Four new paradigms to understand power and security in cyberspace
The frequency and volume of attacks are continually increasing in cyberspace. A total of more than 200 events that could be considered as cyberattacks by one state against another have been identified. Criminal actions are also multiplying on the Internet. The number of harassments committed via an online communication service doubled in France between 2016 and 2018.
A description of the benefits of cyberspace is useful in understanding this increase in attacks and in better addressing digital power.
The spread of messages and data is first and foremost immediate and global in cyberspace. Any two computers can exchange information instantly provided that their communication protocols are compatible. Physical geography no longer counts. The scale effects are disproportionate with what was practiced beforehand.
If an attack is possible, it can spread extensively and quickly. Military theaters of action acquire a global dimension. Although the physical operations are contained in the war zones during conflicts, sympathizers living in areas far removed from combat, or even in an enemy country, can also play a role. Conventional concepts of boundaries and sovereignty are being challenged.

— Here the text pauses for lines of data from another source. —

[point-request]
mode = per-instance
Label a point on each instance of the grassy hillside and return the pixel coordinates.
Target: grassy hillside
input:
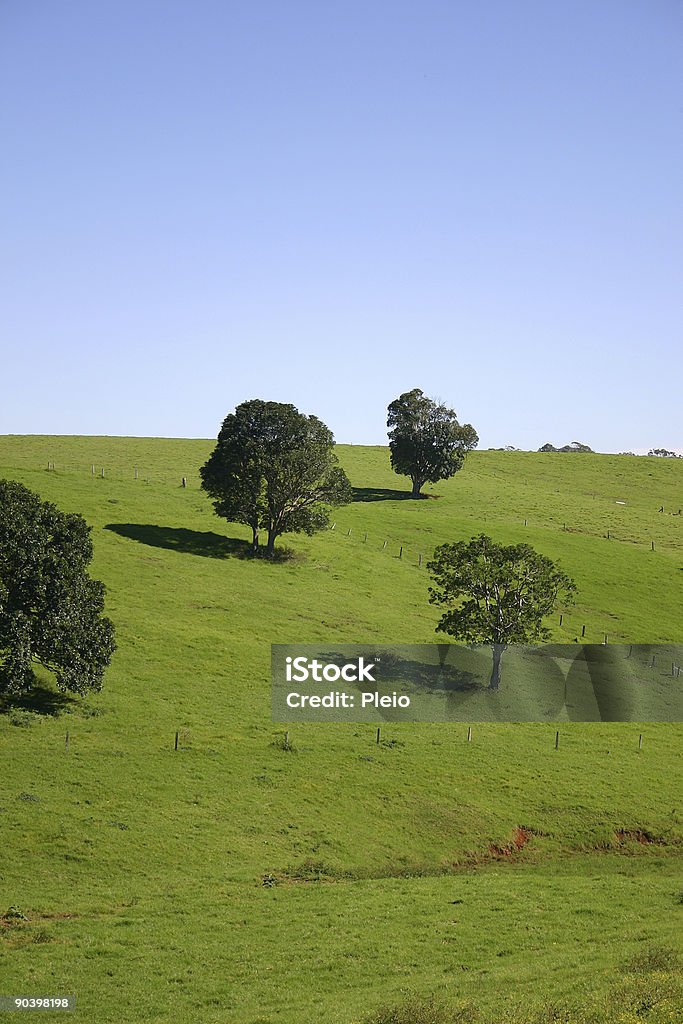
(236, 881)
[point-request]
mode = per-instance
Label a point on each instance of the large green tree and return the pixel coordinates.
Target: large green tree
(496, 594)
(426, 440)
(274, 469)
(50, 609)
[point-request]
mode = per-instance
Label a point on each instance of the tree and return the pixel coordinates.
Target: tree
(50, 609)
(495, 594)
(274, 469)
(426, 440)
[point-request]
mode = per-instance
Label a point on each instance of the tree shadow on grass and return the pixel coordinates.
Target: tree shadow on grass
(382, 495)
(191, 542)
(40, 700)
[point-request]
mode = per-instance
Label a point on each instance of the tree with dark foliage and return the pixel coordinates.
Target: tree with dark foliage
(495, 594)
(274, 469)
(50, 609)
(426, 440)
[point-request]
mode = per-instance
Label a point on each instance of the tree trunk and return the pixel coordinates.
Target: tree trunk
(270, 546)
(496, 674)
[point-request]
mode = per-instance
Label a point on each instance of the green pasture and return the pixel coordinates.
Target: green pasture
(236, 880)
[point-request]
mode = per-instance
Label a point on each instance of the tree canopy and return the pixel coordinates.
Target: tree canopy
(426, 440)
(496, 594)
(274, 469)
(50, 609)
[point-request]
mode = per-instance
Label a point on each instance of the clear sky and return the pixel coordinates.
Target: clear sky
(329, 204)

Offensive means of action are favored. Access to the network is easy and requires modest investment. The cost/result ratio is particularly low and may encourage hackers to act. Failure will have little effect. The attacker also has the initiative. A computer system is similar to a fortress. It is fixed. It can be observed, its defenses can be tested, its faults detected and exploited. It is difficult for the defender to imagine all the possibilities for penetrating their network and to protect themselves against them. One of the hacker’s favorite modes of action is to identify a weakness, known as “zero day”, corresponding to a security fault in the software or the operating system that the designers are not aware of. Imagination is the hacker’s greatest strength.

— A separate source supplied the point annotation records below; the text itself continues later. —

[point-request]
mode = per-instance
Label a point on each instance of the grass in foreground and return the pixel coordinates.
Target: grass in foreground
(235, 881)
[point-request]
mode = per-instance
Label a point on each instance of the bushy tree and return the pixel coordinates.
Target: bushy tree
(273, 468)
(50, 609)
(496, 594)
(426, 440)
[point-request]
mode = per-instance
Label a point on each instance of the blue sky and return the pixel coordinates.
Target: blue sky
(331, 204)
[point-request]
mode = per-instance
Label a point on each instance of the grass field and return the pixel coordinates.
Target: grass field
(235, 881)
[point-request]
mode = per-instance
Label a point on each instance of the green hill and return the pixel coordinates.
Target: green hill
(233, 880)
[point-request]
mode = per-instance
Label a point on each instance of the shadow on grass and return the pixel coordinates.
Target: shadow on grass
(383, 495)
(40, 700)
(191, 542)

The attacker also acts covertly. It is very difficult to immediately detect an attack and then to trace the intricacies of the network to identify the perpetrators. The initial priority is rather to understand the nature of the attack to limit its effects. The attribution phase only comes afterwards. And it is very unlikely to find a “smoking gun” identifying the origin of the attack withcertainty. Various criteria have to be gathered and interpreted. States can cover their tracks by entrusting the performance of some sensitive tasks to private actors. In any event, this stealth boosts the incentive for hackers to act, since they know they will have relative immunity.
Finally, common rules of engagement or a code of good practice shared by all do not exist in cyberspace. Actors’ behavior can be very different and unpredictable because of a lack of regulation. Uncertainty and mistrust reign because actors ignore their rivals’ capabilities and the limits they set themselves.
Therefore, digital power is also an asymmetrical power, reducing the power gap and capacity to act between the different actors.
Private business entrepreneurs were the first to understand how to best possibly coordinate all these resources. They envisioned a new form of organization, overthrowing value chains and the dominance of established companies.
Start-ups are breaking free from the Taylorist model and promoting “scalability”. Since they can theoretically reach all Internet users at very low financial cost, they are developing new products that they can continue to “manufacture” in the event of a growth shock, if demand rapidly explodes.
Small teams with a great deal of autonomy have been established. Initially, for example, Wikipedia was grouped around eightpeople. Facebook had 450 employees in 2007 (as opposed to 35,000 in 2018). Clients are responsible for voluntarily and freely supplying the components required for a start-up’s development.
An original idea is exploited by imagining a simple prototype. For example, the objective is to manufacture a luxury car, but only the engine is fitted on a chassis and four wheels. The rest is designed by the clients. Their preferences and wishes are known and applied through direct interaction with them. It is enough to offer them what suits them best. Entrepreneurs are taking advantage of the network’s collective intelligence while individualizing the service. Supply and demand meet directly without intermediaries. Financial losses are sometimes high at the outset, but are largely offset by future profits. Growth is ensured by means of marketing technologies and addictive psychological skills. Faithfulness is rewarded by benefits and exclusive discounts.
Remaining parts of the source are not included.